Name Change and Consolidation of Shares

Further to the approval received from shareholders of the Company at the a special general meeting held on December 21, 2017 (the "Meeting") and as described in more detail in the Management Information Circular of the Company dated November 26, 2016, the Company will change its name from Slyce Inc. to Pounce Technologies Inc. and has authorized a consolidation of the issued and outstanding common shares of the Company (the "Common Shares") on the basis of one (1) post-consolidation Common Share for every twenty (20) pre-consolidation Common Shares (the "Consolidation"). As a result of the Consolidation, 188,018,046 Common Shares currently issued and outstanding will be reduced to approximately 9,400,902 post-consolidation Common Shares. No fractional shares will be issued in the Consolidation. Each fractional share following the Consolidation that is less than one-half of a share will be cancelled and each fractional share that is at least one-half of a share will be rounded up to the nearest whole share. The exercise or conversion price and the number of shares issuable under any of the Company's outstanding stock options and convertible instruments will be proportionately adjusted upon completion of the Consolidation. A letter of transmittal will be sent to registered shareholders providing instructions to surrender the certificates evidencing their Common Shares for replacement certificates representing the number of post-consolidation Common Shares to which they are entitled as a result of the Consolidation. Until surrendered, each certificate representing Common Shares prior to the Consolidation will be deemed for all purposes to represent the number of Common Shares to which the holder thereof is entitled as a result of the Consolidation. The Consolidation is subject to the approval of the TSXV.

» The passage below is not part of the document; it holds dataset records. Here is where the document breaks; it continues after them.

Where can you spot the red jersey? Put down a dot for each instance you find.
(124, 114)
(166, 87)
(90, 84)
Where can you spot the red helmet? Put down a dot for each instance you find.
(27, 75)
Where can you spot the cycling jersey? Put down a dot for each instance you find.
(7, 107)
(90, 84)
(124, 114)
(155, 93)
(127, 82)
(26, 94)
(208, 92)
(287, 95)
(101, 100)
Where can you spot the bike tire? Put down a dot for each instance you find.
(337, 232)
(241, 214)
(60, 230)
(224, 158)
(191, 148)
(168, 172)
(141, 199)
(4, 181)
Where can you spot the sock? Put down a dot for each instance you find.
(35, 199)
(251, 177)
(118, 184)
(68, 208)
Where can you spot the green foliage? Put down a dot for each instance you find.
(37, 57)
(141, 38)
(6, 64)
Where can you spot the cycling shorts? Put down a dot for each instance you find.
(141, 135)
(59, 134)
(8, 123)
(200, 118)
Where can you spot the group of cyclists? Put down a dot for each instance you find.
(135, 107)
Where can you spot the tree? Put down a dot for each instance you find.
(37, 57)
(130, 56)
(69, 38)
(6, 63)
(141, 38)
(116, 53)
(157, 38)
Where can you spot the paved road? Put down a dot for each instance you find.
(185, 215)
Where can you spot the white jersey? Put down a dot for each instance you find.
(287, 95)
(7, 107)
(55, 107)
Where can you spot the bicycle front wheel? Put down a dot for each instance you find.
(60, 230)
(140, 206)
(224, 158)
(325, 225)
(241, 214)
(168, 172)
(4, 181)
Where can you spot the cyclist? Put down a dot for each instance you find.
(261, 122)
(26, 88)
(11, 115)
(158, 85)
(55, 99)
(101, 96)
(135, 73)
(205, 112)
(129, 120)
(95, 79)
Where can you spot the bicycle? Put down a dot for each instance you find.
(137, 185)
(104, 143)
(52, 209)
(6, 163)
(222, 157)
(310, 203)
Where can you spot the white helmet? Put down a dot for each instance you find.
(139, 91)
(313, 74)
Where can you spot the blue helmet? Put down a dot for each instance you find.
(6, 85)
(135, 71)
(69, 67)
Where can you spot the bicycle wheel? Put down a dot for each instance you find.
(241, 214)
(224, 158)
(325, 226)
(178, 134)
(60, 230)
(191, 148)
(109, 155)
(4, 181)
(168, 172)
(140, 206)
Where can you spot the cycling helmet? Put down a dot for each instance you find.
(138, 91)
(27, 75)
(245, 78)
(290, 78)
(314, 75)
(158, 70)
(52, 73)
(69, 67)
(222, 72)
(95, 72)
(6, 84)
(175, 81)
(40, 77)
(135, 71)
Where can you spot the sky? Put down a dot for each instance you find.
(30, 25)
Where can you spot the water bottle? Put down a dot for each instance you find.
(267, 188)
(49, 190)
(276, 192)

The effective date for the Consolidation and Name change is anticipated to be January 27, 2017. Prior to the effective date, the Company's shares will continue to trade on the TSXV under the current trading symbol and on the anticipated effective date the Company's shares will begin trading on the TSXV under the trading symbol "POI".

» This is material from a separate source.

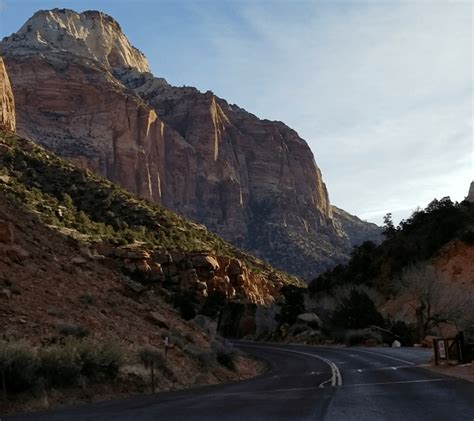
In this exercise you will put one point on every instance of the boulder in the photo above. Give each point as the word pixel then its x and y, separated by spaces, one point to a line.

The Company will provide further details on confirmation of the effective date.

Change in Board Composition and Appointment of Officers

At its meeting on January 24, 2017, the Board appointed Mr. Cameron Chell as a director and as its new Interim CEO, subject to TSXV approval. Mr. Chell, a serial entrepreneur, is a co-founder of the Company. He has two decades of executive experience in start-up businesses that he has founded.

Erika Racicot was appointed as President and Chief Operating Officer. Ms. Racicot is a co-founder of the Company and has served as its COO. Over the past decade, Erika has led and advised early-stage corporate teams involved in operations, product development and marketing.

As part of the transition, the Board accepted the resignations of Travis Reid, George Colwell and Dale Johnson as directors and officers, effective immediately.

Appointment of Auditor

The Board has appointed Collins Barrow Calgary LLP, Chartered Professional Accountants as the Company's external auditor effective January 25, 2017, replacing Collins Barrow Toronto LLP. The Company's head office has also been relocated from Toronto to Calgary and is now located at LM 120, 2303, 4th Street SW, Calgary Alberta, T2S 2S7.

Repayment of Bridge Loan

As previously announced on October 24, 2016, Business Instincts Group provided the Company with $585,000 in temporary, non-interest-bearing, unsecured bridge financing. The Company repaid this bridge loan from the proceeds of the Transaction.

Redemption of Convertible Debentures

The Company has redeemed $250,000 of convertible debentures issued on June 26, 2017. Interest payable on the redeemed debentures was forfeited.

Neither the TSXV nor its Regulation Services Provider (as that term is defined in policies of the TSXV) accepts responsibility for the adequacy or accuracy of this release.

Statements in this press release contain forward-looking information. The words "will," "anticipate," "believe," "estimate," "expect," "intent," "may," "project," "should," and similar expressions are intended to be among the statements that identify forward-looking statements. The forward-looking statements are founded on the basis of expectations and assumptions made by Slyce.

Readers are cautioned that assumptions used in the preparation of such information may prove to be incorrect. Events or circumstances may cause actual results to differ materially from those predicted, a result of numerous known and unknown risks, uncertainties, and other factors, many of which are beyond the control of Slyce.